Towards the dark end of the brightness spectrum, the color temperature strays towards the cooler side. This means that dark gray and black values may have a blueish tint to them, but at this low luminance, you should not see anything, let alone some minor tinting. This cooling is very slight and should not be considered a detriment.
These color curves show how well a projector can reproduce the three primary colors along the brightness spectrum from dark to light. The curves you see in the chart below would be ideal if not for the green values.
If you look at the red and blue lines, you see two smooth curves that reach from 0 to 100% luminance, in even transitions. The green line is quite different, starting out way too bright and finishing at not quite bright enough. Furthermore, throughout the spectrum, there is up and down motion to the graph, showing an inability to reproduce brightness values of green. These bumps show a shift from too bright to too dim, never reproducing green at the correct brightness for the given input signal.
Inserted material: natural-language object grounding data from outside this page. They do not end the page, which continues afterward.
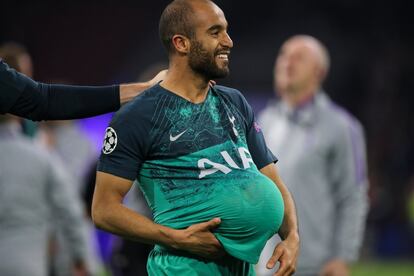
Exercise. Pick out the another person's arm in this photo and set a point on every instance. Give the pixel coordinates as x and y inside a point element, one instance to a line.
<point>110,214</point>
<point>24,97</point>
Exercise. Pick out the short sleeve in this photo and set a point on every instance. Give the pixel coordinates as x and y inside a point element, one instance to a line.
<point>261,154</point>
<point>125,143</point>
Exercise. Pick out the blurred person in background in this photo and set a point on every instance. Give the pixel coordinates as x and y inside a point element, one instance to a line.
<point>130,257</point>
<point>22,96</point>
<point>16,55</point>
<point>324,160</point>
<point>35,195</point>
<point>70,145</point>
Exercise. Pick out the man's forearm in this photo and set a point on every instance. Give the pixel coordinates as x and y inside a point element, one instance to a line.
<point>128,91</point>
<point>125,222</point>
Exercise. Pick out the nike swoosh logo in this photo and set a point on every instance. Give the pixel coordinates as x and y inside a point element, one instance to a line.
<point>173,138</point>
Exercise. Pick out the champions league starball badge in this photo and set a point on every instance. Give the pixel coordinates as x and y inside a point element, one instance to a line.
<point>110,141</point>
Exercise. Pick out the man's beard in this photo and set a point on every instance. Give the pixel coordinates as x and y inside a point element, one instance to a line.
<point>204,63</point>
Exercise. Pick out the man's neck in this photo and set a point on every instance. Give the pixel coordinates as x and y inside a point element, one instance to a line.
<point>186,84</point>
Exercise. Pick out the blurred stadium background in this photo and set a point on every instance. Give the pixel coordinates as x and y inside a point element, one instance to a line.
<point>371,45</point>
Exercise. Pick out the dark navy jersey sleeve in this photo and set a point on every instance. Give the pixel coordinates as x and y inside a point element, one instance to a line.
<point>261,154</point>
<point>10,87</point>
<point>126,140</point>
<point>22,96</point>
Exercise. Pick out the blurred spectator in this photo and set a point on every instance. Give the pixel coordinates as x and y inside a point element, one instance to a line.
<point>68,143</point>
<point>35,195</point>
<point>323,164</point>
<point>17,56</point>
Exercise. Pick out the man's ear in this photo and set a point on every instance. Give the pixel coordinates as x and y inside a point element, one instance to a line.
<point>181,44</point>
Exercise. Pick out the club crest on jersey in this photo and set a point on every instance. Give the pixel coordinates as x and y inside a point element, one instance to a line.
<point>110,141</point>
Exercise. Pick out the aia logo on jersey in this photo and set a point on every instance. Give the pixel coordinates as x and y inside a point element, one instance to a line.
<point>110,141</point>
<point>208,167</point>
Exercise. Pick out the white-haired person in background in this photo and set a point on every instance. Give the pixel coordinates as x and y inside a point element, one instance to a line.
<point>324,160</point>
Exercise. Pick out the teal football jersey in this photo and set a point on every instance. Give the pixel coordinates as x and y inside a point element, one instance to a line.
<point>195,162</point>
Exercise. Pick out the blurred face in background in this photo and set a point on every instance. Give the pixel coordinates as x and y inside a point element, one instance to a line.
<point>298,70</point>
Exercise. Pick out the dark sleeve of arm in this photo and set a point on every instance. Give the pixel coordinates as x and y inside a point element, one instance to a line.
<point>24,97</point>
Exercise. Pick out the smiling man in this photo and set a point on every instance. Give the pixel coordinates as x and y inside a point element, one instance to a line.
<point>200,159</point>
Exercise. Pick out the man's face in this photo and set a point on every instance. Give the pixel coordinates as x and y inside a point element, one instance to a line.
<point>296,68</point>
<point>210,49</point>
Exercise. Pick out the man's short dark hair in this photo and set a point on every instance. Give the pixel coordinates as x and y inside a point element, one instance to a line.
<point>177,18</point>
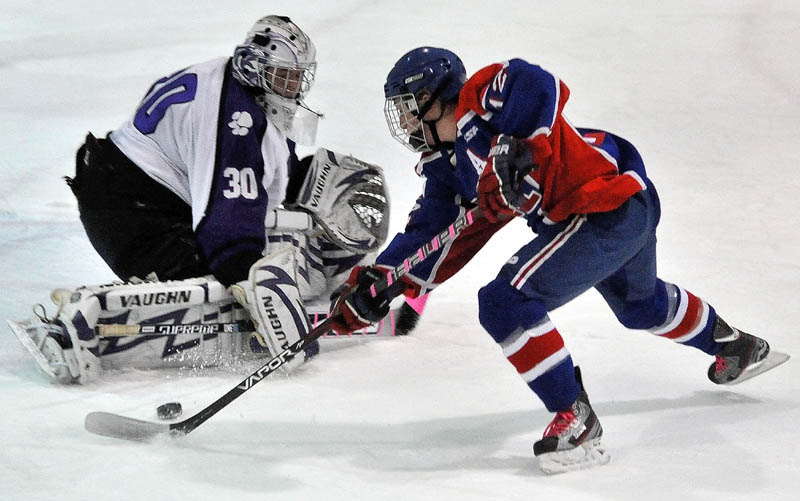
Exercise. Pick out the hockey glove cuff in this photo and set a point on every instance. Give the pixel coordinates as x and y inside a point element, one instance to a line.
<point>506,187</point>
<point>354,307</point>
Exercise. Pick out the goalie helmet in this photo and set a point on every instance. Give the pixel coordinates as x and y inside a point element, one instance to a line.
<point>425,72</point>
<point>278,60</point>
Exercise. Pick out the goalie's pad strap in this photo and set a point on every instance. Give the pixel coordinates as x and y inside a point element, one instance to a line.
<point>273,300</point>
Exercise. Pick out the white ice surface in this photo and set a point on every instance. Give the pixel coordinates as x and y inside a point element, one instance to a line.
<point>709,93</point>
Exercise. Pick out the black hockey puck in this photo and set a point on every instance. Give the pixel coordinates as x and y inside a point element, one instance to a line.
<point>169,410</point>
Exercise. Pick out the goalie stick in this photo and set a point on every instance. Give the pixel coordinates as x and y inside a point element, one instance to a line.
<point>118,426</point>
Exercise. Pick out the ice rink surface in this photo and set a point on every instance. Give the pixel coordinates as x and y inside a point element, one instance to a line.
<point>709,93</point>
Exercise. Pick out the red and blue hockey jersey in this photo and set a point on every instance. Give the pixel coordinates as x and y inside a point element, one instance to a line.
<point>578,171</point>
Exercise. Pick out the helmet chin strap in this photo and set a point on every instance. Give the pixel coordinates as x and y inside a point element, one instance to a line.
<point>437,142</point>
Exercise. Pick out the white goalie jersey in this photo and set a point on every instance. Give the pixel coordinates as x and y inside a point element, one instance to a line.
<point>177,129</point>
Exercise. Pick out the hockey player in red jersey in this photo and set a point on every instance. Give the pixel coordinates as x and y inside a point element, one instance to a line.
<point>500,140</point>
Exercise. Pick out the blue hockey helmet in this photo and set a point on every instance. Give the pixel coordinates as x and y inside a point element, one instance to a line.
<point>437,71</point>
<point>428,73</point>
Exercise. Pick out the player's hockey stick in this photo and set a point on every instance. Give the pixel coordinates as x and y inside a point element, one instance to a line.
<point>117,426</point>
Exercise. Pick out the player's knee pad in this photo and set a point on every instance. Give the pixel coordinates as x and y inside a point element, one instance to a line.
<point>652,311</point>
<point>502,309</point>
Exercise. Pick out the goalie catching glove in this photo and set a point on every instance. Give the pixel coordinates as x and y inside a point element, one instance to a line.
<point>505,187</point>
<point>355,308</point>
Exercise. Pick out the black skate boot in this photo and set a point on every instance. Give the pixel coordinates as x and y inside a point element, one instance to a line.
<point>572,440</point>
<point>743,357</point>
<point>48,343</point>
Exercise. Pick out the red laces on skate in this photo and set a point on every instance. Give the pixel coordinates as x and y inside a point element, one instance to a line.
<point>560,423</point>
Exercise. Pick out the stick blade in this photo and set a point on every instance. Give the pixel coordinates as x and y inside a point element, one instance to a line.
<point>116,426</point>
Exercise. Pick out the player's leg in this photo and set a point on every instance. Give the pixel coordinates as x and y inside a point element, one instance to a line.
<point>640,300</point>
<point>136,225</point>
<point>563,261</point>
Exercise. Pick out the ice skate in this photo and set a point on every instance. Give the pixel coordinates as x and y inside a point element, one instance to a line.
<point>572,440</point>
<point>743,357</point>
<point>49,345</point>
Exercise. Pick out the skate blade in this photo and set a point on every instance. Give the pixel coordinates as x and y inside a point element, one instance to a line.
<point>21,331</point>
<point>772,360</point>
<point>587,455</point>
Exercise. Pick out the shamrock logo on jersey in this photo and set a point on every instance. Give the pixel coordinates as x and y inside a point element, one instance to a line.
<point>241,121</point>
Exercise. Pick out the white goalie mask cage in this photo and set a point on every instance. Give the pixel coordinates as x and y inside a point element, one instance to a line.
<point>348,198</point>
<point>279,59</point>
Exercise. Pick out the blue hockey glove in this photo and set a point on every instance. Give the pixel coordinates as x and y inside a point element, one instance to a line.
<point>502,187</point>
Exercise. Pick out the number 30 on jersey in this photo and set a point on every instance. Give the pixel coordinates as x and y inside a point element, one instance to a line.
<point>241,183</point>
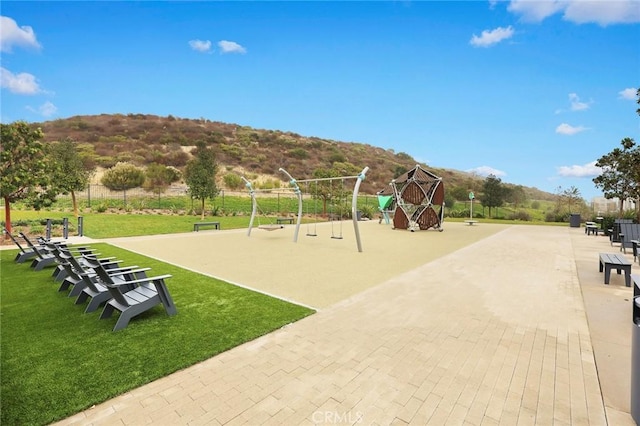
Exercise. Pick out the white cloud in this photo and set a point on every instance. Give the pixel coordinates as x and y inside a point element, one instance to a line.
<point>577,104</point>
<point>486,171</point>
<point>47,109</point>
<point>491,37</point>
<point>567,129</point>
<point>230,47</point>
<point>21,84</point>
<point>586,170</point>
<point>200,45</point>
<point>629,93</point>
<point>13,35</point>
<point>578,11</point>
<point>534,11</point>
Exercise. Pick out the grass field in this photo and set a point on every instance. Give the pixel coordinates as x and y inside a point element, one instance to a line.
<point>56,360</point>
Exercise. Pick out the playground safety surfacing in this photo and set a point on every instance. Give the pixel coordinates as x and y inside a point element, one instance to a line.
<point>474,325</point>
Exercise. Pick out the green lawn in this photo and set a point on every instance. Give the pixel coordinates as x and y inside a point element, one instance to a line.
<point>56,360</point>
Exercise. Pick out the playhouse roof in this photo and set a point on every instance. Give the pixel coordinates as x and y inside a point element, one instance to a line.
<point>417,174</point>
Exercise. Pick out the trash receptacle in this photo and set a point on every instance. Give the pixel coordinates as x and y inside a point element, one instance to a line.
<point>635,351</point>
<point>574,220</point>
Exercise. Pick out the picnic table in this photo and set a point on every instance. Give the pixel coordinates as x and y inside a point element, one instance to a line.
<point>198,225</point>
<point>609,261</point>
<point>591,228</point>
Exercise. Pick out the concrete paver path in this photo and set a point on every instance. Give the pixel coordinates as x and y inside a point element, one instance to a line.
<point>491,331</point>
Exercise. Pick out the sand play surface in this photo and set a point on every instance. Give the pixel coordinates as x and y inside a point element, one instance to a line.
<point>315,271</point>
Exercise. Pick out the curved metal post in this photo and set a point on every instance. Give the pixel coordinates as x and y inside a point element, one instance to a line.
<point>354,206</point>
<point>296,188</point>
<point>254,204</point>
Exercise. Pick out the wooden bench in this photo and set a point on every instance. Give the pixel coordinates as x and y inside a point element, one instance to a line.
<point>609,261</point>
<point>198,225</point>
<point>591,228</point>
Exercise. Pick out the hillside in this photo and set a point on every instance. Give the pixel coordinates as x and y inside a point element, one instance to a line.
<point>142,139</point>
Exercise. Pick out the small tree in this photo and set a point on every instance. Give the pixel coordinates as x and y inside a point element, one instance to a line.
<point>620,177</point>
<point>71,174</point>
<point>517,196</point>
<point>25,172</point>
<point>572,197</point>
<point>200,175</point>
<point>493,193</point>
<point>123,176</point>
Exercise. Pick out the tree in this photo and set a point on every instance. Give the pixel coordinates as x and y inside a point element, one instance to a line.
<point>493,192</point>
<point>571,196</point>
<point>71,174</point>
<point>459,193</point>
<point>620,177</point>
<point>158,177</point>
<point>517,195</point>
<point>200,175</point>
<point>123,176</point>
<point>25,172</point>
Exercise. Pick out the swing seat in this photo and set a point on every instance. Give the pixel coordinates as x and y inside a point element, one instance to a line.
<point>270,227</point>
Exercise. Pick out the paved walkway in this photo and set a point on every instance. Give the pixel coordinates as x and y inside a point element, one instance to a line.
<point>494,332</point>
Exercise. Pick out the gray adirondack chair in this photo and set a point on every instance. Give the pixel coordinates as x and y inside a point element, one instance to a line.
<point>23,254</point>
<point>148,292</point>
<point>87,285</point>
<point>43,258</point>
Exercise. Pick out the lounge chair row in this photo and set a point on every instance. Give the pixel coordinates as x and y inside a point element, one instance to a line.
<point>100,281</point>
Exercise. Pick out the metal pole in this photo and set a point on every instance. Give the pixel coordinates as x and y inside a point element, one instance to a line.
<point>354,206</point>
<point>65,228</point>
<point>296,188</point>
<point>253,204</point>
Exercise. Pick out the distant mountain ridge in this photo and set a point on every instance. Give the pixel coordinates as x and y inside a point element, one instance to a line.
<point>143,139</point>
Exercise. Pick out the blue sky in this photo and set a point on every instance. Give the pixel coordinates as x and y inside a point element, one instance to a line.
<point>531,91</point>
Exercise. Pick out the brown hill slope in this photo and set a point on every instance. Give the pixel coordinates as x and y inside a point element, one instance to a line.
<point>143,139</point>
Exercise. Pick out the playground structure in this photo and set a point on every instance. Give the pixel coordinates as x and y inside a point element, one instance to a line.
<point>412,199</point>
<point>295,188</point>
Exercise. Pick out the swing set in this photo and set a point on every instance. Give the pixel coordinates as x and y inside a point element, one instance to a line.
<point>336,233</point>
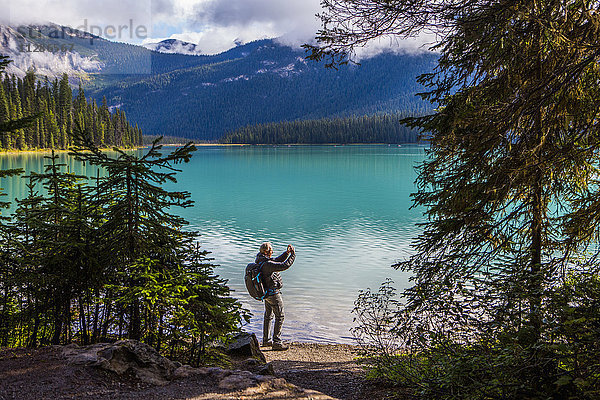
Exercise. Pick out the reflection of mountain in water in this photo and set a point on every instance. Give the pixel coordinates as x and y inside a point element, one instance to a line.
<point>345,209</point>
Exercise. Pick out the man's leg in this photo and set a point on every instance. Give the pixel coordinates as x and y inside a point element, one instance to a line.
<point>277,305</point>
<point>267,321</point>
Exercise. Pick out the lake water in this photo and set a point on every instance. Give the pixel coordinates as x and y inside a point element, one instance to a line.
<point>344,208</point>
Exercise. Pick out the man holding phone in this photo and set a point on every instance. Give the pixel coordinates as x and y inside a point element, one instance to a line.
<point>272,281</point>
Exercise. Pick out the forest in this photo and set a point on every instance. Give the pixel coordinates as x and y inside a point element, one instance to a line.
<point>57,113</point>
<point>99,258</point>
<point>271,83</point>
<point>505,275</point>
<point>365,129</point>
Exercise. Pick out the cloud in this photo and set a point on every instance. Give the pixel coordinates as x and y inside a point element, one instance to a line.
<point>214,25</point>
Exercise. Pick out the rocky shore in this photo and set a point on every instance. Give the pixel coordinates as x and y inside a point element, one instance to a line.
<point>132,370</point>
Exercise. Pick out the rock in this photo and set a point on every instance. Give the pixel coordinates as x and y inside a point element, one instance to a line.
<point>266,369</point>
<point>122,357</point>
<point>251,362</point>
<point>143,360</point>
<point>238,380</point>
<point>185,371</point>
<point>246,344</point>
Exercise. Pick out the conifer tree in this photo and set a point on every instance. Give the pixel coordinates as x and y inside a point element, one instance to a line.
<point>510,185</point>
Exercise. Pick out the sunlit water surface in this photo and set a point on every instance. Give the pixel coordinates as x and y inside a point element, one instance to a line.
<point>344,208</point>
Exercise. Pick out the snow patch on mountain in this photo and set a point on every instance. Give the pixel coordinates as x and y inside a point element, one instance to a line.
<point>52,64</point>
<point>174,46</point>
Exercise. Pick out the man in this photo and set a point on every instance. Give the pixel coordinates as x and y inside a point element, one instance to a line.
<point>273,283</point>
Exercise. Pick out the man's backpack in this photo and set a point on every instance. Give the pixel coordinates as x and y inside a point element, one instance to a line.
<point>254,283</point>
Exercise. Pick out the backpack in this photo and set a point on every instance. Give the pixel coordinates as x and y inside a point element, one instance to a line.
<point>254,283</point>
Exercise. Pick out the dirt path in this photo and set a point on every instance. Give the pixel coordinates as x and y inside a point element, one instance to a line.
<point>330,369</point>
<point>309,371</point>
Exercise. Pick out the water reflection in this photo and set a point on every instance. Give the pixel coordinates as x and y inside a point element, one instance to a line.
<point>346,209</point>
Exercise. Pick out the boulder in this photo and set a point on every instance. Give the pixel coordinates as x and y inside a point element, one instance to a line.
<point>246,345</point>
<point>124,356</point>
<point>238,380</point>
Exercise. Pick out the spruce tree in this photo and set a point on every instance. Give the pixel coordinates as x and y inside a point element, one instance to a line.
<point>509,186</point>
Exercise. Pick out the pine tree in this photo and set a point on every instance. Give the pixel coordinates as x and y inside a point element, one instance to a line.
<point>509,187</point>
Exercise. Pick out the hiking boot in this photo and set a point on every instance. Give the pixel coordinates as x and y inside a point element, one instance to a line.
<point>280,346</point>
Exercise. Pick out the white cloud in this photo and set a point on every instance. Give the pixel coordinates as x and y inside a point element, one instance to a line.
<point>214,25</point>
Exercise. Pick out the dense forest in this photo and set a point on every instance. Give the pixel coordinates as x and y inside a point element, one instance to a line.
<point>264,82</point>
<point>58,113</point>
<point>99,257</point>
<point>365,129</point>
<point>505,274</point>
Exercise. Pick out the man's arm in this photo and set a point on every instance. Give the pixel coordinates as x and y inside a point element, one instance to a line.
<point>277,266</point>
<point>282,257</point>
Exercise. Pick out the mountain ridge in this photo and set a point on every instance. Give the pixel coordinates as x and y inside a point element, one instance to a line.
<point>204,96</point>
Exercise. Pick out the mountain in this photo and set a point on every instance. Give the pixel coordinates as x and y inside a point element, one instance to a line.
<point>174,46</point>
<point>205,96</point>
<point>264,82</point>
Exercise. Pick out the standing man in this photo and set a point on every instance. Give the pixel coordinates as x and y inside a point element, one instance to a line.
<point>273,283</point>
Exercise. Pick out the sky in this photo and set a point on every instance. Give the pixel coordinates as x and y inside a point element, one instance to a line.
<point>214,25</point>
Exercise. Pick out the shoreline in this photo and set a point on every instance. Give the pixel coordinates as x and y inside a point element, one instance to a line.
<point>49,151</point>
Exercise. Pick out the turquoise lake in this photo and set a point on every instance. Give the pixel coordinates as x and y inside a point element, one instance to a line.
<point>344,208</point>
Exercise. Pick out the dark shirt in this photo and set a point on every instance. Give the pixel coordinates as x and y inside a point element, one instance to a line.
<point>271,268</point>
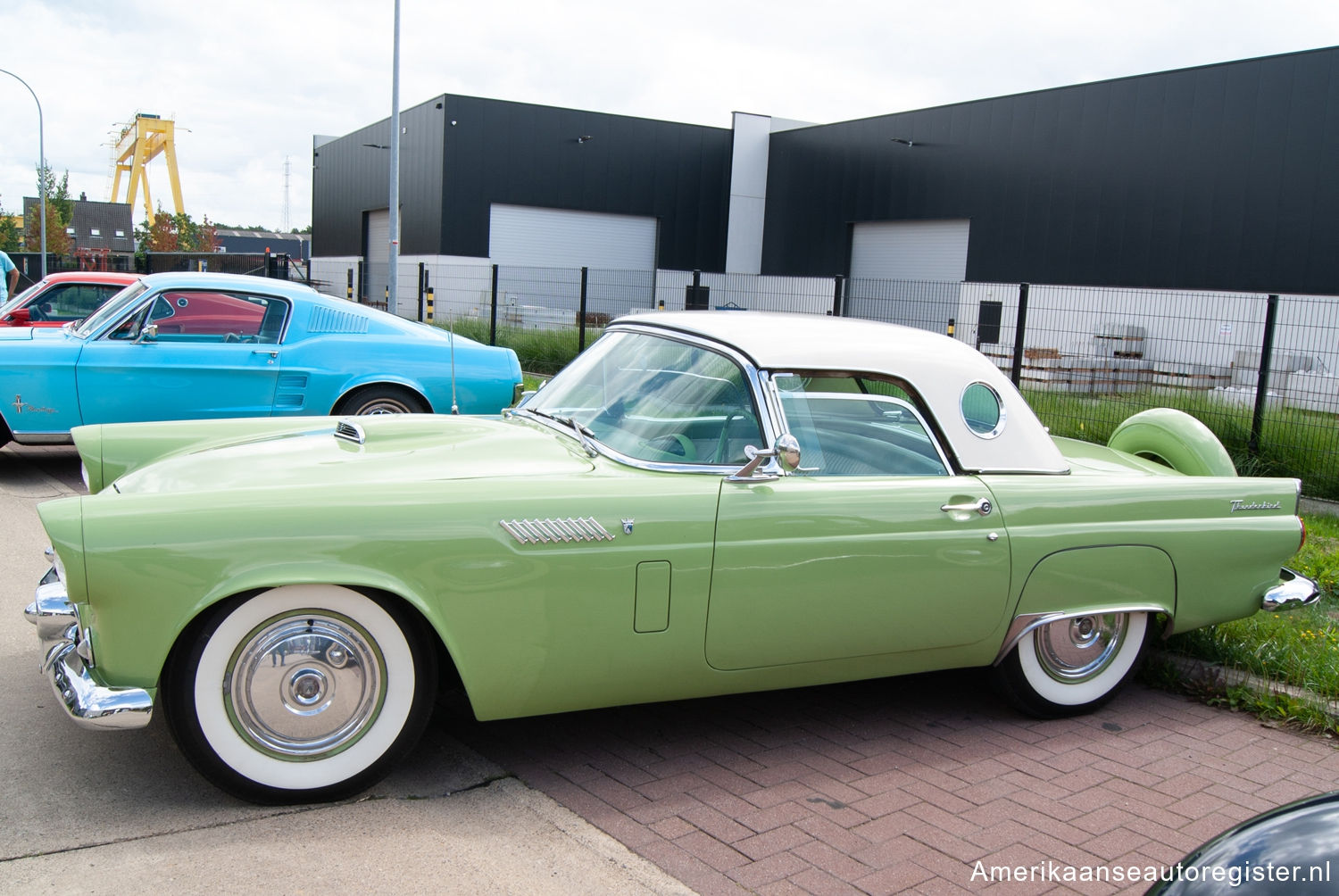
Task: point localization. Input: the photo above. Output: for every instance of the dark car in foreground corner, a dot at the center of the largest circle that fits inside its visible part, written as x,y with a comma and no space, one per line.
1290,850
701,504
212,345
Oh well, at least the red and blues will look strong.
Where's all the saturation!? Previously, we saw problems only with the green values in terms of luminance value reproduction, now we see that the green colors are the only accurate ones when matched up to the Rec. 709, the international standard for HD colors. The red and blue colors are drastically undersaturated.
We even retested the colors using the expanded color range, and found that this adjustment did not help the situation, rather the gamut errors were slightly greater than using the standard color range. The biggest difference was an inconsistent color temperature, so we recommend leaving the color range on standard.
Combining the knowledge we have, the green colors are accurate, but transition from dark to light poorly. The red and blue values are not quite red and blue, but have great brightness reproduction across the spectrum. The mixture of these benefits and deficits makes for an odd set of colors, but a picture that is actually watchable in our regard. You may notice that something is not quite right, but you may also be lulled into watching a strong picture by how good the colors look in relation to one another on screen.